Google Earth Track: FCM Pattern
Online Logbook: Logshare

9 comments:

Steve said...

Congrats!! I told ya you were going to solo next time the weather was right. :)

Sure is a great feeling, ain't it?

When are you going up next alone? For me, it's this Thursday.

Keith K. said...

The plan is tomorrow if the weather is right.

Do you have weather minimums that you have to abide by as a solo student?

Steve said...

Other than the standard FAR limits for VFR flight, I don't know of any specifics regarding ceilings and visibility. My personal minimums are likely much higher than they would set anyway - we went up in serious morning haze a week or so ago and yea, I couldn't see too much.

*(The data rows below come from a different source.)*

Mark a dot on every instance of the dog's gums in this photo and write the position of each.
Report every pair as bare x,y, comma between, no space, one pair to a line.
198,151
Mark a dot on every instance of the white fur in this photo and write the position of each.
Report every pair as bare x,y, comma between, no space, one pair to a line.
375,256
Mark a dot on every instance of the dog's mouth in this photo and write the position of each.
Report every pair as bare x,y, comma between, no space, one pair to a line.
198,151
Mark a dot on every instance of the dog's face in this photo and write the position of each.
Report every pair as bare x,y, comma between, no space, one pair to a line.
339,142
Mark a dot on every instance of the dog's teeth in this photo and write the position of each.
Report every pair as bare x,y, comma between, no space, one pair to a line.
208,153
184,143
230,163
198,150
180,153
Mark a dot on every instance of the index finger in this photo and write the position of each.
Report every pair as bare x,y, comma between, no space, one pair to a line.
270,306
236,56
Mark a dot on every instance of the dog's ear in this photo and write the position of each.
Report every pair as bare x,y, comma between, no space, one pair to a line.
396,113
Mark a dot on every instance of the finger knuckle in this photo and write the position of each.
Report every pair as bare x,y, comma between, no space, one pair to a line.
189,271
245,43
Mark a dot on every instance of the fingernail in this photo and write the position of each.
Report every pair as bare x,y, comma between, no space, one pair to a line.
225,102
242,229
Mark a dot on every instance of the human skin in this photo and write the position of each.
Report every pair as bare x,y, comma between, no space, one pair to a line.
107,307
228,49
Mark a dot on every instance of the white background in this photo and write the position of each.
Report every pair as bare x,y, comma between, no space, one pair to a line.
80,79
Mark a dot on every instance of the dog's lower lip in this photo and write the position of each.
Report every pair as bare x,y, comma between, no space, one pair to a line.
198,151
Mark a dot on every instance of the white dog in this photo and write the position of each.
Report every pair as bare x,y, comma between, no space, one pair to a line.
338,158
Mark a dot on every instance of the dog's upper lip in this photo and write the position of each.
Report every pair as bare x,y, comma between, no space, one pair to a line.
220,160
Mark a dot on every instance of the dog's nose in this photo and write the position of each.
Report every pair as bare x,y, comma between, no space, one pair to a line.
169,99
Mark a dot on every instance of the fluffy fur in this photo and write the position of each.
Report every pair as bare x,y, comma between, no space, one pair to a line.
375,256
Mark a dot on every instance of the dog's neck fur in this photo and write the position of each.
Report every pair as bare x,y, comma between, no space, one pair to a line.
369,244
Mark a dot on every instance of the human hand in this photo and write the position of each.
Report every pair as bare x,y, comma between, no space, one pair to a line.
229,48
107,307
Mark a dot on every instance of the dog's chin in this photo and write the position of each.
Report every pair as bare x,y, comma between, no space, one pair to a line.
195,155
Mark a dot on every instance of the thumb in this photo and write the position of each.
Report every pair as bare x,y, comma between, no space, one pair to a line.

Anyway, aside from that the only real limit is a maximum of 10 knots wind to fly w/out an instructor in any of the tailwheel planes.

And once again, serious congrats... still grinning?

Keith K. said...

Heck yeah, though it's still hard to believe. Doing a landing without any safety net really makes you think about your training.

Rob said...

"Nothing will ever equal that moment of exhilaration which filled my whole being when I felt myself flying away from the earth. It was not mere pleasure; it was perfect bliss... All was glorious — a cloudless sky above, a most delicious view around. . . . How great is our good fortune! I care not what may be the condition of the earth; it is the sky that is for me now." - Prof. Jacques Alexandre Cesare Charles

Extraordinary job. You are a pilot!

Steve said...

I definitely have never felt as sharp and focused, no matter how good the lesson, as I did after Dave stepped out of the plane. Without knowing there's someone that can step in, it really elevates things to another level.

Gary said...

CONGRATS KEITH!!!

Nothing like kicking that instructor to the curb! What a great feeling when you take off then thinking hey, it's on me to land this bird.

On to the cross country fun!

Jock said...

Congrats, I guess...

Keith K. said...

Thanks everyone for the kind words - I really enjoyed the quote, Rob. It kinda sums up the whole experience.